- The Washington Times - Tuesday, July 28, 2015

Rufus Wainwright was born into rock ‘n’ roll royalty.

As the son of Loudon Wainwright and folk singer Kate McGarrigle, Mr. Wainwright had the spirit of rock instilled in him from Day One. But a troubled youth — and his famous dad being mostly absent after his parents’ divorce — gave him the fuel for his own musical legacy.

“I never saw him a lot growing up, but I did see him on stage, and he’s such a magnetic performer,” Mr. Wainwright, 42, told The Washington Times about his father. “For him, it was really about how he mastered the stage and how he was able to grab an audience.”

While Mr. Wainwright was largely raised by his mother, he impressed his father enough that Loudon Wainwright encouraged his son to pursue his own musical career. Rufus Wainwright will appear Friday at Wolf Trap in concert with the National Symphony Orchestra.
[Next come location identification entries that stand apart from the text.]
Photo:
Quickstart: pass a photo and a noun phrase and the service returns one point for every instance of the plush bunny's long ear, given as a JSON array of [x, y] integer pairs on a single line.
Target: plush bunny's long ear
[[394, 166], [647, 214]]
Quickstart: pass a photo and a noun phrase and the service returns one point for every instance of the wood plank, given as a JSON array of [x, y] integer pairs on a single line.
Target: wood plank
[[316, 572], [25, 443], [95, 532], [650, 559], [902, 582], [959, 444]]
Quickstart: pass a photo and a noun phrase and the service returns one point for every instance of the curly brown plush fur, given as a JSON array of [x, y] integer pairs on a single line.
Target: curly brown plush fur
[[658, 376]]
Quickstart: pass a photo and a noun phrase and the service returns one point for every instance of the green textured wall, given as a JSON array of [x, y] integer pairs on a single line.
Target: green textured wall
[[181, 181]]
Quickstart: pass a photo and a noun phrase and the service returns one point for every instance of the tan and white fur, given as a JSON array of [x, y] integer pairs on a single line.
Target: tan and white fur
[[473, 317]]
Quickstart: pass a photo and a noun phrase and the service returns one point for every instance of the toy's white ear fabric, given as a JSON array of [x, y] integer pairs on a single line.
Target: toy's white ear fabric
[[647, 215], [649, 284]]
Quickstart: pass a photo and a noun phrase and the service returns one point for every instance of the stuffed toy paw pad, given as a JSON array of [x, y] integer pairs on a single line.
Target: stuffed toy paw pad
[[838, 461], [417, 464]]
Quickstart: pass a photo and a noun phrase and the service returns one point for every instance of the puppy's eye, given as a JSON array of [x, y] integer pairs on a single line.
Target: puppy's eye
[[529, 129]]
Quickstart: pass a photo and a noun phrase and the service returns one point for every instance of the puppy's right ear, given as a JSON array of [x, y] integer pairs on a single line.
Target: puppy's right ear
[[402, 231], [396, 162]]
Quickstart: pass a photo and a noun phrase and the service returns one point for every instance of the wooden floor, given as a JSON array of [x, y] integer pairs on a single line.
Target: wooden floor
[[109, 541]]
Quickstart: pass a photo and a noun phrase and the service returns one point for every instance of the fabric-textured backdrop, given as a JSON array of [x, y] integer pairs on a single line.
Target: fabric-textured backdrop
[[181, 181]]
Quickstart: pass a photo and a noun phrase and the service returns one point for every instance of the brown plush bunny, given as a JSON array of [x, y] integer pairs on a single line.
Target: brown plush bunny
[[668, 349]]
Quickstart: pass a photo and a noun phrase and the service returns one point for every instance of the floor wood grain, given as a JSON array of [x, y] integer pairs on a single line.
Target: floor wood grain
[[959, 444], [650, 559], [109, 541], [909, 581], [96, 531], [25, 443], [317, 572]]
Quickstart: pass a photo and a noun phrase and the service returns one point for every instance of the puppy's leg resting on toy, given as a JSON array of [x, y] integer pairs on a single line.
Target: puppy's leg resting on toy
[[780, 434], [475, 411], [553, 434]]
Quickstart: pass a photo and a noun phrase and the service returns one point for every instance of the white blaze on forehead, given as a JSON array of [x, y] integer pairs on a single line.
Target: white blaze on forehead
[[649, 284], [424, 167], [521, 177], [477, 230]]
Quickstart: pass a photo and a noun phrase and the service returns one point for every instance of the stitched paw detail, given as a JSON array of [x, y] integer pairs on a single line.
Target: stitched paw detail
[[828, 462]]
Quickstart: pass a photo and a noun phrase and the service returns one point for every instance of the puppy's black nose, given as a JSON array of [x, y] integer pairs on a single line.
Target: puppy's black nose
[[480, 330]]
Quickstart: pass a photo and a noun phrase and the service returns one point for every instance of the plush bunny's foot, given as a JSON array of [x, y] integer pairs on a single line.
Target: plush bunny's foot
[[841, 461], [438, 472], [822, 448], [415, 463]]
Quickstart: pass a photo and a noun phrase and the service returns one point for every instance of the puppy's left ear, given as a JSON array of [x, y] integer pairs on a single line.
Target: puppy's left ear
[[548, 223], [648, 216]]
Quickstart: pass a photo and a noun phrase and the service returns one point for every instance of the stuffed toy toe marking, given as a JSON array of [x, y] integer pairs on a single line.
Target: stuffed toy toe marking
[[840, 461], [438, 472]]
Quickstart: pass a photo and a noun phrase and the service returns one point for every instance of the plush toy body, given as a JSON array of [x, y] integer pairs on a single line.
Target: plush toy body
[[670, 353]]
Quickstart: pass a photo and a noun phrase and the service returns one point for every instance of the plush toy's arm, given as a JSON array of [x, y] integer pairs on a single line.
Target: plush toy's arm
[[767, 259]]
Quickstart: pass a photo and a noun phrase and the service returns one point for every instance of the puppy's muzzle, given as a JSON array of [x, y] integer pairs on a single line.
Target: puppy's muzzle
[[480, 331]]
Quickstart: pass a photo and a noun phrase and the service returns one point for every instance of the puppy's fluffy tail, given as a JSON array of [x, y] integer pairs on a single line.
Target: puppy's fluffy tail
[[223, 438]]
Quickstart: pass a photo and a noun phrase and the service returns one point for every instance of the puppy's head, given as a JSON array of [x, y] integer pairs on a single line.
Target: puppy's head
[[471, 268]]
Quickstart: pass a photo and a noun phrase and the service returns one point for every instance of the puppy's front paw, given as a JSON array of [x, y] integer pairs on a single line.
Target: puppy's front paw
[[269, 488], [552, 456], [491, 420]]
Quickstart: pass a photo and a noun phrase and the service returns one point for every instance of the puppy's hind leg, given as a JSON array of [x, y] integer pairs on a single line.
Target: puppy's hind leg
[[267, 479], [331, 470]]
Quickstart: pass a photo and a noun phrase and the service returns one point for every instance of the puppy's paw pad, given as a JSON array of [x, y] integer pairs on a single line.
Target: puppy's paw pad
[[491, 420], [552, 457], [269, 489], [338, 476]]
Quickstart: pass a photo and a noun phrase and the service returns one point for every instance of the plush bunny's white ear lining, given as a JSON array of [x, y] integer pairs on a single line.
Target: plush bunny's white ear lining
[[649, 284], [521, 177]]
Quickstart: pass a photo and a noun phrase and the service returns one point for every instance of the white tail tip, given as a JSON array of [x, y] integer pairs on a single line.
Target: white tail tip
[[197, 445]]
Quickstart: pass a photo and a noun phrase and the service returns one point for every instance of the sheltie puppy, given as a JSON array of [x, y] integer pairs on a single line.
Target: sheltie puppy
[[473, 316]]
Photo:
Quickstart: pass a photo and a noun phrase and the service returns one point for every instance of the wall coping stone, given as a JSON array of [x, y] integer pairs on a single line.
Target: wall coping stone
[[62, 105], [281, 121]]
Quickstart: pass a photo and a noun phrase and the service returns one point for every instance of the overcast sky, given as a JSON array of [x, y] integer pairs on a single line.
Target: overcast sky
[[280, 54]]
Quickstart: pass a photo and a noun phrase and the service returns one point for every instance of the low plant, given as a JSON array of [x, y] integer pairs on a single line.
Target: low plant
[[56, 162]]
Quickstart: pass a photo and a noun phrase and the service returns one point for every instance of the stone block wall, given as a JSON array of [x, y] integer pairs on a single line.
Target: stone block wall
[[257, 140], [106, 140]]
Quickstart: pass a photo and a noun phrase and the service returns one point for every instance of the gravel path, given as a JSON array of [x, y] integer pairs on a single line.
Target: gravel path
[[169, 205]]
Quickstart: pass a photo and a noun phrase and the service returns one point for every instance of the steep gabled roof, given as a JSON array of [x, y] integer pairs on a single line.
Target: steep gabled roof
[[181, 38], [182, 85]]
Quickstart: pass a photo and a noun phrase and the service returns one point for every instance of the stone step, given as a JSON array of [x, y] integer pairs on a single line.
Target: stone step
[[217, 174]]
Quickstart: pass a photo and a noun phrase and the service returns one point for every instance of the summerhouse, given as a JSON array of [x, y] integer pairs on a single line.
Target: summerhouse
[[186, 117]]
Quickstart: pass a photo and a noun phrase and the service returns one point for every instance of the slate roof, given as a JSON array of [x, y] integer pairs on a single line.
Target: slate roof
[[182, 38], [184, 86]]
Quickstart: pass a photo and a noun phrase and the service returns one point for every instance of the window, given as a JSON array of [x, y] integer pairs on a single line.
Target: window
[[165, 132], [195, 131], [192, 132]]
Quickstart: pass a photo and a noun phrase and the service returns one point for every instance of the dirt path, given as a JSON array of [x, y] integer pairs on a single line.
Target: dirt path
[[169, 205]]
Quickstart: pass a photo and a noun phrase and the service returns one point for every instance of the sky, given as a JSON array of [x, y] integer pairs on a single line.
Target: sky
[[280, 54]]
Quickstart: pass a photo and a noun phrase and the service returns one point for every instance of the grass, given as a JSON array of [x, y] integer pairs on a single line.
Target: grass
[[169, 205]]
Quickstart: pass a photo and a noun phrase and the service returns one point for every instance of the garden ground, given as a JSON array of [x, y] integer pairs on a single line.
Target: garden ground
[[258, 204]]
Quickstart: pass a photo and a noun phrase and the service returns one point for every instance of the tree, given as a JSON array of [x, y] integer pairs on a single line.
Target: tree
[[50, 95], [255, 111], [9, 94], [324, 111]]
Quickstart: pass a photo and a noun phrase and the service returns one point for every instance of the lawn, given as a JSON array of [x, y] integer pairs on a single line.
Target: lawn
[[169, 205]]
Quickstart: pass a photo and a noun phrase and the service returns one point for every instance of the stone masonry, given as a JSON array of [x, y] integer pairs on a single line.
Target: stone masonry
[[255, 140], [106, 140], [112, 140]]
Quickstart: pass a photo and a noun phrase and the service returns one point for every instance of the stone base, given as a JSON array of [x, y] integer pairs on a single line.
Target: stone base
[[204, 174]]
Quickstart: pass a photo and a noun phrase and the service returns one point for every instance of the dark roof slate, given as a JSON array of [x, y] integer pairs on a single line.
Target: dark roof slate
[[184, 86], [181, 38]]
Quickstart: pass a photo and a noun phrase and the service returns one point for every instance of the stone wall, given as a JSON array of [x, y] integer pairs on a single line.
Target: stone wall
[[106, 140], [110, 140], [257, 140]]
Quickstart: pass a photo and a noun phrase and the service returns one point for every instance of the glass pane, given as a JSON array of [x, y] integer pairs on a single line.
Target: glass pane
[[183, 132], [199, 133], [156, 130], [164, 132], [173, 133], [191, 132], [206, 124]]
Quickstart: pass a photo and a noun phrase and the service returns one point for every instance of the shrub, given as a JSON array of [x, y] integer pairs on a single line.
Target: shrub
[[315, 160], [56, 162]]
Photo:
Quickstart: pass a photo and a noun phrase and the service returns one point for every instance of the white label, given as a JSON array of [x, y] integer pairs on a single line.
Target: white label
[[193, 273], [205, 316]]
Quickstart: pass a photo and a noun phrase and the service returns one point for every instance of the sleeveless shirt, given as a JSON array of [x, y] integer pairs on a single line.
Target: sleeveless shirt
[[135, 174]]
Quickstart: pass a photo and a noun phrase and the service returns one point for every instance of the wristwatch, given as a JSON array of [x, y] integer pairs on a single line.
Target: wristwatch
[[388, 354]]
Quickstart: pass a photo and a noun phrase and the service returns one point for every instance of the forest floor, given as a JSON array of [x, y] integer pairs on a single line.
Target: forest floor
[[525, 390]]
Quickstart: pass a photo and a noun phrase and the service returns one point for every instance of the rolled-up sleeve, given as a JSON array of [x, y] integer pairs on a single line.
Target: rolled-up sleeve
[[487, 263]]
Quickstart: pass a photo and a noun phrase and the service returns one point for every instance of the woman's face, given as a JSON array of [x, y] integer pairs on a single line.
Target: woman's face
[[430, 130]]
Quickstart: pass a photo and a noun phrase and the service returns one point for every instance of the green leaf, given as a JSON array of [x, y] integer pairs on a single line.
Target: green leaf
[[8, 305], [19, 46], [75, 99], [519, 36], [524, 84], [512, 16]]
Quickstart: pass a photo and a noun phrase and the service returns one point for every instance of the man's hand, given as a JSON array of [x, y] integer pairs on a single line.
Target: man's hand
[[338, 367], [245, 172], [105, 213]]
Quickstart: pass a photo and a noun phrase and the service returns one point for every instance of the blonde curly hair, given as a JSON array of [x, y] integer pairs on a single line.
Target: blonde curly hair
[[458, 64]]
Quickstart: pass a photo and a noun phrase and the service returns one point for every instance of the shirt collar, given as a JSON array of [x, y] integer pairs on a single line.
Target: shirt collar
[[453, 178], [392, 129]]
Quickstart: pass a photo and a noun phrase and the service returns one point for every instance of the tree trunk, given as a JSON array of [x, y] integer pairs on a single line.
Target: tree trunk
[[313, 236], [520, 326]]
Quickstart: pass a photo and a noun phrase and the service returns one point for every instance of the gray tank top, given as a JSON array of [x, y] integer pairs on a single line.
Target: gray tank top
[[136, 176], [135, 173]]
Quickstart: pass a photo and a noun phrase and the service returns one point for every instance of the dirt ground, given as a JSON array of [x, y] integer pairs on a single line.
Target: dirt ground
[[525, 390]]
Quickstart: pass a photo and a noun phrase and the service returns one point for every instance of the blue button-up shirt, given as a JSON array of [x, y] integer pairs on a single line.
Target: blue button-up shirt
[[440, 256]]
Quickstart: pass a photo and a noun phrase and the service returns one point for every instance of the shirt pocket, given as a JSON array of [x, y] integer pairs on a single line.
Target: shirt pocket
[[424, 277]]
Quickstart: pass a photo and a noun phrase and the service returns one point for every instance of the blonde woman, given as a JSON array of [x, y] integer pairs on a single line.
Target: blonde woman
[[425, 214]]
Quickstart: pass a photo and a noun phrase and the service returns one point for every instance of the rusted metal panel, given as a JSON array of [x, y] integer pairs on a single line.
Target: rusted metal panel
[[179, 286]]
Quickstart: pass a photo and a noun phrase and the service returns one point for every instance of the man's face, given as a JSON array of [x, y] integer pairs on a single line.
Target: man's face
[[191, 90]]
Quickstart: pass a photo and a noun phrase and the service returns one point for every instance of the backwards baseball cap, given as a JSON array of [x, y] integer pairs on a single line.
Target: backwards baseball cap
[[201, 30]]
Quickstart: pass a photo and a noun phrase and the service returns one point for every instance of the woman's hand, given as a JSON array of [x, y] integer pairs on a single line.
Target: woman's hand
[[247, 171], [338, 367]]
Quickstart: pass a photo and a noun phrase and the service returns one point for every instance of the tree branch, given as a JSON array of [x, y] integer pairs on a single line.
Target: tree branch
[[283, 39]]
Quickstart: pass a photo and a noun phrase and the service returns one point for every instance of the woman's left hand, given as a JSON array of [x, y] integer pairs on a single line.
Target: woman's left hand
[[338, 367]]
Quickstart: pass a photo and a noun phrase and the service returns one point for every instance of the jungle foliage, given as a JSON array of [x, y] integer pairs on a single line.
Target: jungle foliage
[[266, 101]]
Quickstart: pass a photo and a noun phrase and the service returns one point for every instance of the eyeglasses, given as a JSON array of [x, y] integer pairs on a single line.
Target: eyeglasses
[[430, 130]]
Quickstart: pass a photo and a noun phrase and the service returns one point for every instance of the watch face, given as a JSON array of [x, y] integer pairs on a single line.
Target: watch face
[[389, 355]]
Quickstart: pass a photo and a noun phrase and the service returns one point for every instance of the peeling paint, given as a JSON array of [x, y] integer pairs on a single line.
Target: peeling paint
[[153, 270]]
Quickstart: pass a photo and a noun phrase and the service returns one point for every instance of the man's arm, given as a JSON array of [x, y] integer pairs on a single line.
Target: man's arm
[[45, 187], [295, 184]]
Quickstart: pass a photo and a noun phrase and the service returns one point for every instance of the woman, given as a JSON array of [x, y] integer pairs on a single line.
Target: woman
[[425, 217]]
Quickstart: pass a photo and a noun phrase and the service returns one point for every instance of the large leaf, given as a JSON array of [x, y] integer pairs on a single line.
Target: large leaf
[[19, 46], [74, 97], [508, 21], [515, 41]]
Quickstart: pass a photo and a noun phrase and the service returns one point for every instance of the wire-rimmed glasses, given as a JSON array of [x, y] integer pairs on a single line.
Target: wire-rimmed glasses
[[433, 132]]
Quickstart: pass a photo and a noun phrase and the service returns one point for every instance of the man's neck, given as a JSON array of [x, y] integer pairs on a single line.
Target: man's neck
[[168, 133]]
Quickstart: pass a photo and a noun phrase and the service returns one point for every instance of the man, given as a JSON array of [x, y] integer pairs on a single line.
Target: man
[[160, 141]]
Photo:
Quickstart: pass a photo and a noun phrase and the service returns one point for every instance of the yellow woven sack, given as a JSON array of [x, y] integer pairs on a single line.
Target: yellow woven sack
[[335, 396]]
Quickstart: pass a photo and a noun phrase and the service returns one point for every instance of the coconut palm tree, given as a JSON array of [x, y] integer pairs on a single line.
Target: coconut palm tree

“What’s fun about the D.C. area is that it has its own sense of glamour, as opposed to New York or LA, which is more about show business or commerce,” Mr. Wainwright said of the nation’s capital. “It’s all about politics and political power. It’s such a different realm than I’m used to. It’s quite exotic.”

Mr. Wainwright’s appearance in the center of democracy is especially well-timed given the Supreme Court’s recent decision making same-sex marriage the law of the land. Mr. Wainwright married longtime partner Jorn Weisbrodt in 2012. Before meeting Mr. Weisbrodt, he was silent publicly on the matter of same-sex marriage.

“I was hoping that it would pass in my favor since I’m a gay married man and I believe in the institution” of marriage, Mr. Wainwright said of the June 26 Supreme Court ruling. “I was very, very excited about it. I’ll be celebrating for the rest of my life.”

While he came to fame opening for artists such as Tori Amos, Mr. Wainwright was soon able to sell out solo bills. His popularity in Europe, Australia and South America has been consistent, but the U.S. has proved more difficult to crack.

“She’s a very fickle friend,” Mr. Wainwright, who is a citizen of both Canada and the U.S., says of the latter. “I keep coming back, and there seems to be new waves of interest, so I’m happy with it.”

Mr. Wainwright’s better-known songs include “Cigarettes and Chocolate Milk,” “One Man Guy” and his haunting cover of Leonard Cohen’s “Hallelujah.” Some of his darker compositions reflect upon his period of drug addiction in the early aughts. Although he has been clean for over a decade, the memories of those difficult days, combined with childhood pain and losses, still haunt his music.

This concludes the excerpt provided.